Les expériences du quotidien, pour leur part, sont relues avec un point de vue spirituel. À lire les parutions du webzine des dix dernières années, il se dégage presque une mystique du quotidien qu’illustrent de très nombreux exemples qui partent du vécu simple des personnes, et dont tout le monde – ou presque – fait ou fera l’expérience. Au sujet de la maternité, l’expérience de Nancy est éclairante : « Nancy avoue avoir trouvé peu de références utiles dans le christianisme pour vivre cette expérience. Même le recours à la figure de Marie se voit limitée par l’insistance de la tradition sur la conception virginale. En fait, l’expérience spirituelle de la maternité semble confinée à des sentiers peu balisés. D’une part, l’Église est silencieuse – ou pudique – lorsqu’il est question de conception et de maternité, comme si tout se passait au baptême. D’autre part, la société séculière, dans la préparation et le soutien offerts aux parents, se refuse à considérer les enjeux spirituels. Pourtant, Nancy insiste pour présenter la maternité comme une expérience de passage : ‘‘Comme pour toutes les étapes de la vie fortement médicalisées, il faut se réapproprier ces moments, les vivres comme des temps de préparation à autre chose parce qu’autrement ça perd tout son sens’’. » (Perreault, 2005, vol. 1 no 4)

En conclusion

Il me semble que plusieurs constantes se dégagent de cette très courte analyse. D’abord, le webzine n’a pas documenté uniquement des pratiques complètement neuves et inédites. Il propose aussi un retour sur des pratiques plus anciennes comme les sacrements, revus en fonction de la vie des croyantes et croyants et des parcours de vie des célébrants, et les Exercices spirituels de Saint-­Ignace, par exemple. Une attention est aussi portée à la dimension populaire de la pratique du christianisme. Toutes les générations sont confondues et prises en considération, autant par l’illustration de parcours collectifs qu’individuels. L’étude de ces dix dernières années démontre amplement la pertinence du christianisme au sein de la société québécoise, car il est, par les individus et les groupes dont il est question, pensé en fonction des besoins des individus et des groupes ou collectivités touchés. L’ouverture se fait toujours plus grande et plus profonde devant la diversité culturelle et religieuse, mais aussi par rapport à des approches, à des pratiques, à des perspectives développées par les divers acteurs et actrices et les groupes.

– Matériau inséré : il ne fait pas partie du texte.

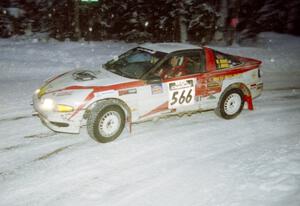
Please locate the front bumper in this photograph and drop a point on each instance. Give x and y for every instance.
(56, 121)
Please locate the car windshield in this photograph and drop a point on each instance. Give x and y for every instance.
(134, 63)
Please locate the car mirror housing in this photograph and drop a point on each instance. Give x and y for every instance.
(153, 79)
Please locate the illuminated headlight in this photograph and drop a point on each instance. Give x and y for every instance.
(48, 104)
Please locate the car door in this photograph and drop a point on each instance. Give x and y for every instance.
(174, 89)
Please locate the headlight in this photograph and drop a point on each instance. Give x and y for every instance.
(48, 104)
(64, 108)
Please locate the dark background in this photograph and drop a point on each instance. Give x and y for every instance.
(148, 20)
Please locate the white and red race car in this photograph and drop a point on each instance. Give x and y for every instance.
(146, 82)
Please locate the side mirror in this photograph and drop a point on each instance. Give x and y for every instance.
(153, 79)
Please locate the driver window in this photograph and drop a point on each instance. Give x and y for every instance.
(181, 65)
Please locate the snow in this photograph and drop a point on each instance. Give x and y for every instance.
(197, 160)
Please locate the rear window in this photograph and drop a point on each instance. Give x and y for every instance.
(225, 61)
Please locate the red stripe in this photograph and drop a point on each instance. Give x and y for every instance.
(210, 60)
(95, 89)
(160, 108)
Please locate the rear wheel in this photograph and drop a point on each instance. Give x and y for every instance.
(106, 123)
(231, 104)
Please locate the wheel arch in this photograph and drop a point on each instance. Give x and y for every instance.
(245, 90)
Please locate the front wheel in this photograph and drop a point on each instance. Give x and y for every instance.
(105, 124)
(231, 104)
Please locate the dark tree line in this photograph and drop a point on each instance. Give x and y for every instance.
(146, 20)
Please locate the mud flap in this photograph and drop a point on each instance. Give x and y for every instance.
(129, 123)
(248, 99)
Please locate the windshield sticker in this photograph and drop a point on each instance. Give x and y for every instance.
(156, 88)
(181, 93)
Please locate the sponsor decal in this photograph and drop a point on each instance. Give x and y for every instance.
(211, 97)
(156, 88)
(127, 91)
(181, 93)
(63, 93)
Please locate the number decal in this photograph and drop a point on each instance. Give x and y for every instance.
(181, 93)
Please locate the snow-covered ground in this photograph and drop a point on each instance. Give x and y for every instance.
(198, 160)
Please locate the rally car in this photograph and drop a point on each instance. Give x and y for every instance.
(147, 82)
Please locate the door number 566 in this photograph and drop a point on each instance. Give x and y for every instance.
(182, 97)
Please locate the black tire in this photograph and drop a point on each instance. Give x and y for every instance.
(223, 111)
(99, 114)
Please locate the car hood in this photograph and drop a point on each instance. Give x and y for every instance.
(84, 78)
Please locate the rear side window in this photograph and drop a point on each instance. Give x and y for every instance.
(225, 61)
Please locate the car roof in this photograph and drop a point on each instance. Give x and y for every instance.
(169, 47)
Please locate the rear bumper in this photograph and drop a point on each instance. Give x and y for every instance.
(56, 121)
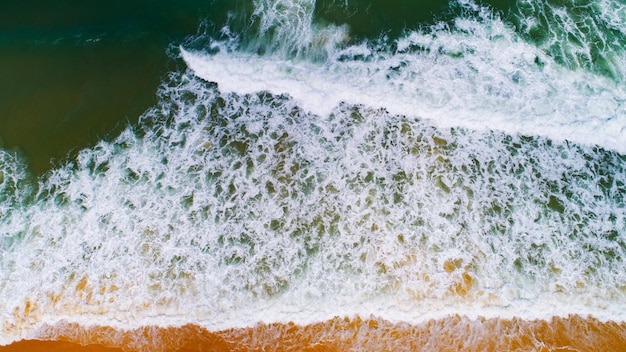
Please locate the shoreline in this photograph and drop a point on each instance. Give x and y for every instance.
(571, 333)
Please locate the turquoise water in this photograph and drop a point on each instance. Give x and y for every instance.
(236, 162)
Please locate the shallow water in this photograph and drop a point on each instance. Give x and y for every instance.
(444, 168)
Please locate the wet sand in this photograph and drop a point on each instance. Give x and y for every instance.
(454, 333)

De mon point de vue, le webzine présente une manière unique, dans le paysage religieux québécois, d’interroger et d’analyser l’évolution du christianisme, des points de vue praxéologiques1 et proprement spirituels qui ont un parti pris pour les enjeux de justice sociale ainsi que pour les exclus et les marginalisés de la société et des Églises. La grille d’analyse développée au cours des dernières années permet une lecture profondément incarnée de ces diverses formes que prend le christianisme québécois et donne accès à un portrait riche en reliefs et en tonalités diverses de celui-ci. Enfin, et ce n’est pas rien, malgré quelques changements, la vision posée par les artisans des débuts me semble s’être maintenue à travers le temps.

1. Praxéologique : qui analyse l'action humaine, sa pratique, et se base uniquement sur les faits, sans jugement de valeur. Praxéologie : théorie de la pratique.